By Sharon Hudgins • Photographs Courtesy Sharon Hudgins
After my dumpling dissertation in the last issue (“The Dumpling Detective”, FM23, p. 8-17), supported by recipes for savory (non-sweet) dumplings, it’s now time for dessert! This food feature focuses on three very different types of dumplings that have a much sweeter character than their more serious savory cousins.
Each of these dumplings illustrate a different main ingredient and cooking technique. Salzburger Nockerln are light, fluffy peaks of baked egg whites, much like a soufflé. Marillenknödel are denser dumplings made with fresh white cheese in the dough surrounding a whole apricot. And Dampfnudeln are large, yeast-raised, flour-based dumplings that are poached in hot milk while also steaming in a big pot.

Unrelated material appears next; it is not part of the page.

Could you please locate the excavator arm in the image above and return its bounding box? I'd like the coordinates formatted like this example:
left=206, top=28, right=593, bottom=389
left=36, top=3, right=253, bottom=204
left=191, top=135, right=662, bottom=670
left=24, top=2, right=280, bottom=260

Although all these sweet dumplings can indeed be eaten for dessert, traditionally they were also served as meatless main dishes on religious fasting days, especially in Catholic regions of southern Germany and Austria. (What a delicious way to “fast”!) As such, many of them belong to a special category of Germanic foods known as Mehlspeisen (flour-based foods), which includes a large number of dumplings and Strudels. In the past, these dishes were such an important part of the cuisine that upscale urban households in Austria and Bavaria even employed special Mehlspeisen cooks for making these beloved “flour foods”.